Regions with significant populations
- London, Sheffield, Liverpool, Cardiff, Birmingham, Manchester, Leicester and Bristol

Languages
- Krio, English, Mende, Temne, Mandingo

Religion
- Christianity · Sunni Islam · Atheism

= Sierra Leoneans in the United Kingdom =

Sierra Leonean diaspora in the UK

Sierra Leoneans in the United Kingdom are citizens or residents of the United Kingdom who are of Sierra Leonean descent. In 2001, there were 17,048 Sierra Leonean-born residents of the UK.

== Background ==
Sierra Leonean migration to the UK has a long history, with traders, chiefs, doctors and lawyers sending their children to be educated in Britain in increasing numbers from the mid-19th century. In the late 18th century, the settlement of Freetown, Sierra Leone was established by freed African Americans, Afro Caribbeans, and Black Britons who were evacuated to Sierra Leone. The Province of Freedom was founded with the support of the Committee for the Relief of the Black Poor. This settlement lasted from 1787 to 1789 when it was destroyed by indigenous tribesmen. The city of Freetown was founded in 1792 by Black Nova Scotians who were later joined by Jamaican Maroon freedmen in 1900. Today, their descendants are the Sierra Leone Creole people.

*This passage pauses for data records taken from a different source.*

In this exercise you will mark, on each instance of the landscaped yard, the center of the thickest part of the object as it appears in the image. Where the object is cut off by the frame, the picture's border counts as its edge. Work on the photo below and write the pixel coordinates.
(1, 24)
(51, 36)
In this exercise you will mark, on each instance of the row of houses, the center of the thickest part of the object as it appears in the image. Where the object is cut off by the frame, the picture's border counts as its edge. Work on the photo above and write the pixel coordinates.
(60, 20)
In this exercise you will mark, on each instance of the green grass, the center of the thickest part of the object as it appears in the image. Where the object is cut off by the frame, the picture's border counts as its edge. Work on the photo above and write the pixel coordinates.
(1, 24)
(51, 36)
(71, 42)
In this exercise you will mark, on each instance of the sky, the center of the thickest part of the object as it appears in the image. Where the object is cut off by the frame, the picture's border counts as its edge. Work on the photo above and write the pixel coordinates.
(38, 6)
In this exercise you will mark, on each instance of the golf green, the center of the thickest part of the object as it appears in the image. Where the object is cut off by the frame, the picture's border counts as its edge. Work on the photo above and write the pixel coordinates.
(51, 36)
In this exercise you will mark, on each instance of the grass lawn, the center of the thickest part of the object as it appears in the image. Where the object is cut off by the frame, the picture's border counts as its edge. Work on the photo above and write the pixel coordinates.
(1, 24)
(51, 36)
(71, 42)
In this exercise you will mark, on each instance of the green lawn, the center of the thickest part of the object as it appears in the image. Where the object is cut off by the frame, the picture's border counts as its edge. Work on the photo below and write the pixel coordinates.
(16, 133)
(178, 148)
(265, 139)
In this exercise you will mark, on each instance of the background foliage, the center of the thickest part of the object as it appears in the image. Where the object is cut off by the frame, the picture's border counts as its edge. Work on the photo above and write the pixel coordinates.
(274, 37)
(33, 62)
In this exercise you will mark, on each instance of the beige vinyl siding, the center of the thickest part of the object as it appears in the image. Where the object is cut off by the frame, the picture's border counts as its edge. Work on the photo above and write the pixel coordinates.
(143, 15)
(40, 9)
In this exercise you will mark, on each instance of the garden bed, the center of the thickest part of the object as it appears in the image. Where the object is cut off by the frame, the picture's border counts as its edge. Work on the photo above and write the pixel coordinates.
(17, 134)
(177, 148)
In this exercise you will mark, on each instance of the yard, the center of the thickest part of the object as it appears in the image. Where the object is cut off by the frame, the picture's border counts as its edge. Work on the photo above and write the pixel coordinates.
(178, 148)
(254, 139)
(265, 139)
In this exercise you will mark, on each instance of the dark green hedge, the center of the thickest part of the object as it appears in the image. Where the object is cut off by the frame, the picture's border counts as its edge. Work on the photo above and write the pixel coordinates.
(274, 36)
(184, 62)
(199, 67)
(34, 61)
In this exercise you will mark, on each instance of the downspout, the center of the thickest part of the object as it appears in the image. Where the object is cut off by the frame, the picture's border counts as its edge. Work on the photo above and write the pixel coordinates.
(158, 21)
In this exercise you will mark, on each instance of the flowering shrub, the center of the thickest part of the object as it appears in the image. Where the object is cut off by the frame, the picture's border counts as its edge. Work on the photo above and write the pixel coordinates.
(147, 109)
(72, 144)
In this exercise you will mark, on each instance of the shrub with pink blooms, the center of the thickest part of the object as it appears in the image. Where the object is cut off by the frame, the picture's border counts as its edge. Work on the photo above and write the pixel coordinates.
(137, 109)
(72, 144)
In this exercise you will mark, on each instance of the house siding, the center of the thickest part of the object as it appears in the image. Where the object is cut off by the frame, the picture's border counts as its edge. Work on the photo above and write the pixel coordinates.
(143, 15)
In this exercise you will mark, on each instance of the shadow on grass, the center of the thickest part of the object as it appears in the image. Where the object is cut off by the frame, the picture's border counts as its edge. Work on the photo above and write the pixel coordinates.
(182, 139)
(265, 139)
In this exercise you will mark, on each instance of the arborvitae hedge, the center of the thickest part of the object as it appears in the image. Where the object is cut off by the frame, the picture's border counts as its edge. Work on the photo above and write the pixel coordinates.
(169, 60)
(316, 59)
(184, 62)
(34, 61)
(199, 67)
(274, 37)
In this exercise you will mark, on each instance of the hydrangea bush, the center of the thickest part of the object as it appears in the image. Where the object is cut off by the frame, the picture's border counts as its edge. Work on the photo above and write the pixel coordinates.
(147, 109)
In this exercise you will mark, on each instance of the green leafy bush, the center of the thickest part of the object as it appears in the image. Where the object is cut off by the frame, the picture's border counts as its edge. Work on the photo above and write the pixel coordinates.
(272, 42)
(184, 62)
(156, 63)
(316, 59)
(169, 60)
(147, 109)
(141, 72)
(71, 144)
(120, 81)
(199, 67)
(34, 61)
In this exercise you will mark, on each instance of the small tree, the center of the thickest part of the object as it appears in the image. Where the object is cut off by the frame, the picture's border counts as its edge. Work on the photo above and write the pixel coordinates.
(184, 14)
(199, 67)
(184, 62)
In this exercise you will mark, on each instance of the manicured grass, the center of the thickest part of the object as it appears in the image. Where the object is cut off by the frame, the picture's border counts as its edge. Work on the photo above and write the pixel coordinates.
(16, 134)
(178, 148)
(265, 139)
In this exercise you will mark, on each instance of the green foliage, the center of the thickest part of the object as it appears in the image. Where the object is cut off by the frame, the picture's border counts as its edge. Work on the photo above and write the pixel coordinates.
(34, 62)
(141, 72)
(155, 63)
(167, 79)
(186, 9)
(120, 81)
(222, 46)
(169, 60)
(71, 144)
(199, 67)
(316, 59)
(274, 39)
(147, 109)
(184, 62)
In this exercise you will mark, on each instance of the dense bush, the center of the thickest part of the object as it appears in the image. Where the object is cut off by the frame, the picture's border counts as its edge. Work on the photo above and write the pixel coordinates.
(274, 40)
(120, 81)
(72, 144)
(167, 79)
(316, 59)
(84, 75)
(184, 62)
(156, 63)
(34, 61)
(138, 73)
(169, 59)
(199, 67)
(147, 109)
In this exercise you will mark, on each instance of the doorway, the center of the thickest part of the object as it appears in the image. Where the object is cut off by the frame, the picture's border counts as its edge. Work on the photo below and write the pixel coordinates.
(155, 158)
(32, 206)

== Migration in the 20th century ==
There was a small Sierra Leonean population in the UK in the early part of the 20th century and Sierra Leoneans served in the British Armed Forces during World War II. More recent migration from Sierra Leone to the UK has included refugees fleeing the Sierra Leone Civil War. One author states that some 17,000 Sierra Leonean refugees arrived in the UK between 1992 and 2003. Prior to the war, starting in the 1960s, smaller numbers of refugees arrived in the UK. The Sierra Leonean migrant population includes numerous ethnic groups, including Sierra Leonean-Lebanese. Most Sierra Leonean refugees in the UK live in London, with smaller numbers found in Manchester and other major cities.

== Migration in the 21st century ==
The UK Office of National Statistics recorded 23,000 Sierra Leoneans living in England and Wales in 2011.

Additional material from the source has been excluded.